# I almost became a soul in a Kia Soul



## June132017 (Jun 13, 2017)

So I was visiting a friend I haven't seen in a while and he decides to drive in his Kia Soul. Anyway, it starts raining and it's really hard to see out of the windshield. I'm like, "Dude you're going to get killed driving around like this. At the minimum you're going to run over someones dog, or something." Anyway, his wiper's we're totally shot. I told him to go to Wal-Mart and we bought some cheap wipers.

So we get into the process of installing them. He took the passenger side off and left the clip on there and tried putting the new wiper on with the clip on it was hilarious. I had trouble putting the driver side on so he was doing that for like 5 minutes. 😆 Anyway, yeah we got it done in about 10 minutes which isn't bad.

So I tell him to test the wipers. Of course he hits the wipers without the windshield washer fluid. 😆 Cringe level 7.

I think I should have bought him those silicone one's though. They probably would have lasted him alot longer. Now he's talking about getting a motorcycle Cringe level 9.

Also the $4 cheapo's seemed to work great from Wal-Mart. Hopefully having zero fluid on the windshield when he tested them doesn't kill the life of them though. I guess it won't.


----------



## Wildgoose (Feb 11, 2019)

Did you tip him? 😂 😂


----------



## June132017 (Jun 13, 2017)

Wildgoose said:


> Did you tip him? &#128514; &#128514;


Hell no. I didn't want to climb into a suicide machine.


----------



## Young Kim (Jan 28, 2015)

June132017 said:


> So I was visiting a friend I haven't seen in a while and he decides to drive in his Kia Soul. Anyway, it starts raining and it's really hard to see out of the windshield. I'm like, "Dude you're going to get killed driving around like this. At the minimum you're going to run over someones dog, or something." Anyway, his wiper's we're totally shot. I told him to go to Wal-Mart and we bought some cheap wipers.
> 
> So we get into the process of installing them.


@June132017, I do love installing new blades, it makes me feel like a put on a new set of glasses, because it is suddenly so clear.


----------



## June132017 (Jun 13, 2017)

Young Kim said:


> @June132017, I do love installing new blades, it makes me feel like a put on a new set of glasses, because it is suddenly so clear.


Yeah he really needed them bad. They worked great after we tested them properly.

It used to be that 50,000 people a year died by car accidents. Probably 20% contributed are from wipers and tires. Some lady in Orlando died by driving right into the back of a parked big rig, or trash truck. A huge truck was parked on the side of the road none the less. She was killed instantly. There's so much rain in Orlando it makes me curious if she essentially died because of bad wipers.


----------



## Young Kim (Jan 28, 2015)

June132017 said:


> Yeah he really needed them bad. They worked great after we tested them properly.
> 
> It used to be that 50,000 people a year died by car accidents. Probably 20% contributed are from wipers and tires. Some lady in Orlando died by driving right into the back of a parked big rig, or trash truck. A huge truck was parked on the side of the road none the less. She was killed instantly. There's so much rain in Orlando it makes me curious if she essentially died because of bad wipers.

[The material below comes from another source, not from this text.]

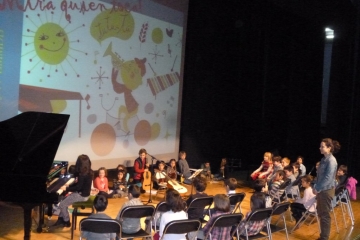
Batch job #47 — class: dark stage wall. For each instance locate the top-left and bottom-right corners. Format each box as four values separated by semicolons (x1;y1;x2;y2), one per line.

@June132017 my friend, indeed people die unnecessarily a lot. I remember how I felt tires are so important to replace. I learned early because when I had wore out tires, I remember skidding when it rained. Once I always got new tires, when I hit the brakes it felt like I was GRIPPING the road hard. So worth it. And definitely vision is critical...so new wiper blades are a must.


----------



## The Gift of Fish (Mar 17, 2017)

Rainy season here (Dec - Feb) is Russian roulette for drivers. The chance of a moron losing control of their vehicle and hitting you go up exponentially. During an 8 - 10 hour rideshare stint you are guaranteed to see at least 3 wrecks when the roads are wet. People who drove off the freeway, those who spun out into the guard rail, into other drivers; you name it. Rain here means "floor it", with the participants and often those around them paying a heavy price. Drivers lack the skills to drive properly when it's dry, let alone when it's wet. It's a demolition derby.


----------



## SHalester (Aug 25, 2019)

The Gift of Fish said:


> Rainy season here (Dec - Feb)


you must mean 'when it rains here, that is the season'. Hum.


----------



## The Gift of Fish (Mar 17, 2017)

SHalester said:


> you must mean 'when it rains here, that is the season'. Hum.


No, I meant what I said.


----------



## SHalester (Aug 25, 2019)

The Gift of Fish said:


> No, I meant what I said.


ok, that was predicted. It was for everybody else. Bay Area Calif -- rarely rains and barely is a rain season. <splat>


----------



## The Gift of Fish (Mar 17, 2017)

SHalester said:


> ok, that was predicted. It was for everybody else. Bay Area Calif -- rarely rains and barely is a rain season. <splat>


I think that the average reader could work out for themselves that when I say that the rainy season here is between Dec and Feb, that it rains between Dec and Feb. And that it generally doesn't rain outside this season. Otherwise it wouldn't be denoted as a rainy season. 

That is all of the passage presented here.